The breakthrough agreement at the first round of negotiations since 2016 was a “success”, said Daif Allah al-Shami, information minister for the rebels' unrecognised national salvation government.
Reached Thursday between the Huthis and a delegation for the internationally recognised government, the accord called for an “immediate” ceasefire in Hodeida city and its lifeline port, a key gateway for aid and food imports in a country where 14 million people stand on the brink of famine.
But the fragile truce has already been shaken by sporadic clashes around the Red Sea port city, initially in its eastern and southern neighbourhoods on Friday evening.
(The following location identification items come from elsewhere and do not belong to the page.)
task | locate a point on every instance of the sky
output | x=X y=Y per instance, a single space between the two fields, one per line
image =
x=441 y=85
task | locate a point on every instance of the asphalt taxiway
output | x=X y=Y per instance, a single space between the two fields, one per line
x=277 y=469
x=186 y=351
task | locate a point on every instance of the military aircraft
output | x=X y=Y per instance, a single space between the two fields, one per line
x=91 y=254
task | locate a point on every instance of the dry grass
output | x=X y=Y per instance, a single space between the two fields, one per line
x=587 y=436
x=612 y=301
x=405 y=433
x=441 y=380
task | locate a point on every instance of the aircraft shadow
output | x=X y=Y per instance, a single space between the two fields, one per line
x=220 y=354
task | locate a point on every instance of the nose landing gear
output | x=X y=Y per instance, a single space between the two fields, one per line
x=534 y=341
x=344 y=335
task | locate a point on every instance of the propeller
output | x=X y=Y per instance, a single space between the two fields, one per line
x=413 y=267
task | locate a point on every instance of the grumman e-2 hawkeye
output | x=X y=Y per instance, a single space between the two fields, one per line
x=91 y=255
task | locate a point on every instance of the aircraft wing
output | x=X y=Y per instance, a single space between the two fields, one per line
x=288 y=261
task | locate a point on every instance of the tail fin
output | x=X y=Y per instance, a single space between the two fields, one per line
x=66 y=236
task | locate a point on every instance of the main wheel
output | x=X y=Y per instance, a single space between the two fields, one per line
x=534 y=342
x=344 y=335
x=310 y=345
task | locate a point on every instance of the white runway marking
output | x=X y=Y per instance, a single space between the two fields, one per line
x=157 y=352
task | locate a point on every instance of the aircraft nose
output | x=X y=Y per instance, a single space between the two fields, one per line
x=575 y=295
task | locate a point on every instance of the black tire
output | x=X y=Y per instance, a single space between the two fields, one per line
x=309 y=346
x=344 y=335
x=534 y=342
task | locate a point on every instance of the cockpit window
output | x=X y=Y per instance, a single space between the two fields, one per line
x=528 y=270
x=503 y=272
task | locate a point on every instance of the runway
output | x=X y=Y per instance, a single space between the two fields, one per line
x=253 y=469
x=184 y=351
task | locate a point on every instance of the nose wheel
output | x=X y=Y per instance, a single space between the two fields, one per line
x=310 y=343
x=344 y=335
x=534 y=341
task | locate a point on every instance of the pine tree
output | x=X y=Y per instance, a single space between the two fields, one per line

Although calm returned to Hodeida the next morning, a resident in the eastern part of the city told AFP on Saturday evening they could hear a continuous exchange of fire and artillery.
“Did they sign an agreement to end the war or to start it?” he asked. Fighters are to withdraw from the area in the next few days, according to the deal.
A prisoner swap involving some 15,000 detainees is also planned and a “mutual understanding” has been struck to facilitate aid deliveries to Yemen's third city Taiz — under the control of loyalists but besieged by rebels.
The two sides agreed to meet again in late January, for more talks to define the framework for negotiations on a comprehensive peace settlement.
Quoted by the rebel-run Saba news agency, Shami said the accord highlighted the desire of the Huthis' political leadership to “alleviate humanitarian and economic conditions and the people's suffering”.
Mehdi Mushat, head of the rebels' supreme political council, called the breakthrough “a positive step towards achieving the aspirations of the Yemeni people”, according to Saba.
Impoverished Yemen has been mired in fighting between the Huthi rebels and troops loyal to President Abedrabbo Mansour Hadi since 2014.
But the war escalated in 2015 when a Saudi-led military coalition stepped in on the government's side.
The conflict has since killed nearly 10,000 people, according to the World Health Organization. But rights groups believe the toll to be far higher.